Sloooow and Distracted Progress

In keeping with my summer so far, my progress this week has been slow and I have allowed myself to be distracted by various obligations and curiosities. I finished a couple pieces late last week and on the weekend. Unfortunately they aren't pieces that have many bike parts, so maybe I shouldn't have spent so much time with them.


I also played around this week on the wheel. Monday I threw a bunch of pieces, both parts for sculpture (that I hope to start today after I do some unrelated and nagging paperwork) and for some functional pieces I wanted to try. I ordered some new clay at the start of the summer but hadn't yet gotten around to testing for maturity at cone 04. I made a couple plates, a berry bowl and a set of mugs with false bottoms that rattle or open to reveal a separate open section. I saw a similar open-bottomed mug online--or maybe a student shared it with me--that was designed to hold a cookie in the open section below the tea vessel. I'm not sure the result is ergonomic, but I wanted to try it. 
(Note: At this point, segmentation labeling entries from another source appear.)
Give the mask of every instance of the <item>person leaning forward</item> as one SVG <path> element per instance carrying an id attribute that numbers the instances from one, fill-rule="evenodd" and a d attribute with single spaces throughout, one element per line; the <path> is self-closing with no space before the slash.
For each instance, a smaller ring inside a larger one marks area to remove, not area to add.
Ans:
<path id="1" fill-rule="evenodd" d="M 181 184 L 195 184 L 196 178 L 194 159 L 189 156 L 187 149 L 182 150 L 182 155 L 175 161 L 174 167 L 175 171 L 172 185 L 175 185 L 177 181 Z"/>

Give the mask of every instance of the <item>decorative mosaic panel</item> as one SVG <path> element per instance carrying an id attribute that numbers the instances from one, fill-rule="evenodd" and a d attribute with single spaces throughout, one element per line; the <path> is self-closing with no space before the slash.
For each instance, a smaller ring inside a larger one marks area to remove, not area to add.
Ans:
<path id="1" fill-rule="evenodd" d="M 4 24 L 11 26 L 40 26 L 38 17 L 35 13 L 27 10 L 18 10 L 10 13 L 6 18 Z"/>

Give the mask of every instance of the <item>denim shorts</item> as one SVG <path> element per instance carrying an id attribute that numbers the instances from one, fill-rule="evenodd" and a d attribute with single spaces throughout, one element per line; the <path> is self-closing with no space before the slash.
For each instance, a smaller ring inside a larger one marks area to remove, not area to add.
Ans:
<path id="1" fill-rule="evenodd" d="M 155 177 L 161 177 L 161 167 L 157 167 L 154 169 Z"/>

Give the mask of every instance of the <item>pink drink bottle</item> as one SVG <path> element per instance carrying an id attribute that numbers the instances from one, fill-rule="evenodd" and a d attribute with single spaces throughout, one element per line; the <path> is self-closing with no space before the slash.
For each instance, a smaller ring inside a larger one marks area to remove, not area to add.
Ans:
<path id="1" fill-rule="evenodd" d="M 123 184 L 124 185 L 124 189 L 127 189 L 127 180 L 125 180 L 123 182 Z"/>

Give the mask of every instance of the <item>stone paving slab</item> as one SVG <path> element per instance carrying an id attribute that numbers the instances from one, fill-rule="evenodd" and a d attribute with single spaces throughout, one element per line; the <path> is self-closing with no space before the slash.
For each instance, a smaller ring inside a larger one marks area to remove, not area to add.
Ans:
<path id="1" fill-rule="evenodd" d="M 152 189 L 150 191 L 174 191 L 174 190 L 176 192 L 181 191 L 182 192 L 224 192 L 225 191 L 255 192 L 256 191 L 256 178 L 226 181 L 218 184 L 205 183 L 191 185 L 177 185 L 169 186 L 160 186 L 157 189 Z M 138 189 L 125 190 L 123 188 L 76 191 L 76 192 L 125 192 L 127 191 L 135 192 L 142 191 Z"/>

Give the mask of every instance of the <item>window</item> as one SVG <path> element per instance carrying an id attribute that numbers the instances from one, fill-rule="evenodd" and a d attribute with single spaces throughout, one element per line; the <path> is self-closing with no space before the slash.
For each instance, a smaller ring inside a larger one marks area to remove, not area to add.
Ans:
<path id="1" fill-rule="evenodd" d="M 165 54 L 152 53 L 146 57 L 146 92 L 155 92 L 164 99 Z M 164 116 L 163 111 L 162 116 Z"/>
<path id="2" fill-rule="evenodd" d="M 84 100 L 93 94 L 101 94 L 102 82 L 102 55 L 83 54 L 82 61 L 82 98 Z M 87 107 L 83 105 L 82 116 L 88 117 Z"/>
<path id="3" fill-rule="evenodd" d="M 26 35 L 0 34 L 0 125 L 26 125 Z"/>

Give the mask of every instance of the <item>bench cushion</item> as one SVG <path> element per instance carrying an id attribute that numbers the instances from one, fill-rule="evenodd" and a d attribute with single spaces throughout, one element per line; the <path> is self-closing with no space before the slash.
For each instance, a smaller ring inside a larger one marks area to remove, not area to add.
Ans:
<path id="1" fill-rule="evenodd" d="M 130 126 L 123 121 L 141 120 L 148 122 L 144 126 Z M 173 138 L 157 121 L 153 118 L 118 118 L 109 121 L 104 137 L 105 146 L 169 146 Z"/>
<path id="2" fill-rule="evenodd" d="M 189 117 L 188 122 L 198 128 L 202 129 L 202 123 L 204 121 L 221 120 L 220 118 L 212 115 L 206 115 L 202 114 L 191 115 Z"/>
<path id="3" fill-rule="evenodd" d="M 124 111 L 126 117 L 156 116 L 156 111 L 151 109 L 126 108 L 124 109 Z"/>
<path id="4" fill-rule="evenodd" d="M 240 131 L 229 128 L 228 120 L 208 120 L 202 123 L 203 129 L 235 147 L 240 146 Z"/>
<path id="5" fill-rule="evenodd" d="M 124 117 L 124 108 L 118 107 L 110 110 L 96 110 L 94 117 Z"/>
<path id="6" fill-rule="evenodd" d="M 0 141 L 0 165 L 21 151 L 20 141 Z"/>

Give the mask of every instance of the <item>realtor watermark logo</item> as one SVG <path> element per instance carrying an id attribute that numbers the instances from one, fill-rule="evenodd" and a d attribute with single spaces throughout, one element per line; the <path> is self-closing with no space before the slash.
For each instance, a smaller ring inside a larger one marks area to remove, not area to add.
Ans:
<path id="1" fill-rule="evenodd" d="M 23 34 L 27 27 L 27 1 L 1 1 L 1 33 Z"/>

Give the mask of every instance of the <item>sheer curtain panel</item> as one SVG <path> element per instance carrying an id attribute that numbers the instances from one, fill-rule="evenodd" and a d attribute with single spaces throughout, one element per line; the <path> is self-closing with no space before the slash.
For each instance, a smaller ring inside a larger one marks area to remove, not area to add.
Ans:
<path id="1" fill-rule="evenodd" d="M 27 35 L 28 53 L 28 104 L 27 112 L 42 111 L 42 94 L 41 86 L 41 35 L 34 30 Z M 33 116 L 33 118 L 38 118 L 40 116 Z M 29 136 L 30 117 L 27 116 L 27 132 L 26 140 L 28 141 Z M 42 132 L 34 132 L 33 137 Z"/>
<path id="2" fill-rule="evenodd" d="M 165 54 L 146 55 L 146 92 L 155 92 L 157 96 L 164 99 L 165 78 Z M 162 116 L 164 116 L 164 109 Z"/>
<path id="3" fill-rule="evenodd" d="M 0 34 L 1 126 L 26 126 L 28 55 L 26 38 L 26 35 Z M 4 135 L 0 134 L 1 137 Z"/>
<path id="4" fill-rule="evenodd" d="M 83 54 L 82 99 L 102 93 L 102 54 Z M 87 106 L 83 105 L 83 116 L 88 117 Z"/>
After the first cookie mug, I realized that for a right handed drinker, the handle should probably be to the left of the opening or the cookie (or crumbs) would fall out on the drinker's lap as he or she lifts the mug to drink. Maybe the left-handed cookie mug can be part of a sociological experiment in my kitchen involving tea, cookies and messy laps. We can look for those who subconsciously realize that cookies will fall on their laps and adjust accordingly and those who discover the flaw only when the cookie falls.


I also spent an inordinate amount of time working on a multi-layer vessel which is intended to function as a cosmetics holder in my bathroom. I feel silly for the amount of design that went into the project (which looks like a scented wax burner) but if it works, several hours of studio work will be soon outweighed by the pleasures of eschewing a daily rain of broken powder and projectile mascara when I open the medicine cabinet.
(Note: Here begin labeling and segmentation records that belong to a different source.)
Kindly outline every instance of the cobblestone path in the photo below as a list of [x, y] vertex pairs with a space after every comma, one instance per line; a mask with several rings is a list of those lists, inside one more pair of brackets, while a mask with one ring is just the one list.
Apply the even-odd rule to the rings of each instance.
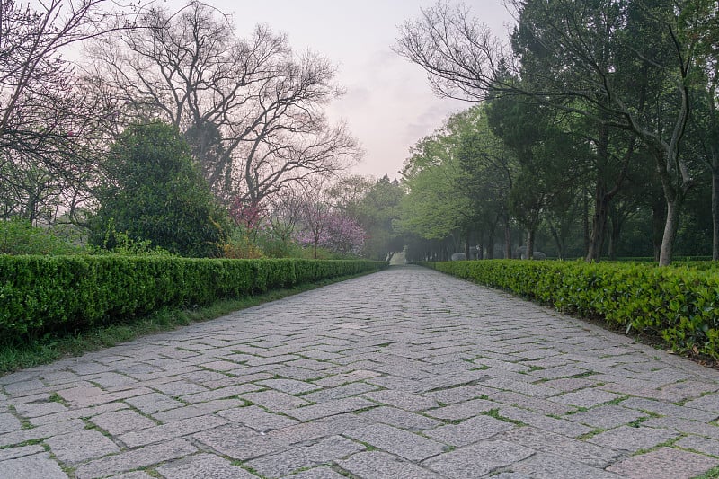
[[670, 478], [719, 372], [419, 267], [0, 377], [0, 477]]

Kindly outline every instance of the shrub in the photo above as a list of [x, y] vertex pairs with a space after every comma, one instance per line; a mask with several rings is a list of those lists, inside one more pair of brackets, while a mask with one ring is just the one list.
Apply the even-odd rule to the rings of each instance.
[[0, 256], [0, 337], [74, 331], [384, 267], [369, 261]]
[[0, 220], [0, 254], [73, 254], [81, 251], [30, 221]]
[[719, 274], [711, 264], [484, 260], [425, 263], [560, 311], [661, 337], [678, 352], [719, 359]]

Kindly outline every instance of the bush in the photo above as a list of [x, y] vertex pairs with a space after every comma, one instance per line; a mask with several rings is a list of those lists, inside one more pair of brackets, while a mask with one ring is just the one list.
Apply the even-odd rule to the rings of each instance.
[[74, 254], [81, 251], [30, 221], [0, 220], [0, 254]]
[[0, 337], [74, 331], [165, 306], [378, 270], [368, 261], [212, 260], [167, 256], [0, 256]]
[[122, 232], [189, 257], [217, 256], [226, 213], [180, 132], [161, 121], [129, 127], [111, 146], [97, 190], [93, 244], [112, 248]]
[[719, 271], [715, 263], [484, 260], [425, 263], [560, 311], [599, 316], [627, 333], [661, 337], [678, 352], [719, 359]]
I also under-glazed too much this week. The glazing process can expand or shrink to fit the time allotted. I should really just underglaze 30 minutes a day during the year, so I can stop wasting hours on this mindless task during my summer studio time. I might have to lock up the glazes, though, because the alluring idea of getting some glazing done always tricks me into spending more time than I initially planned; I sit down for 20 minutes between tasks and suddenly its two hours later and all I've done is laundry and under-glazing.


Before it got too hot, I took several nice walks with my daughter to look at flowers (and other detritus). I keep seeing forms that make me want to work in the studio (but I somehow keep lacking the motivation to actually get them done).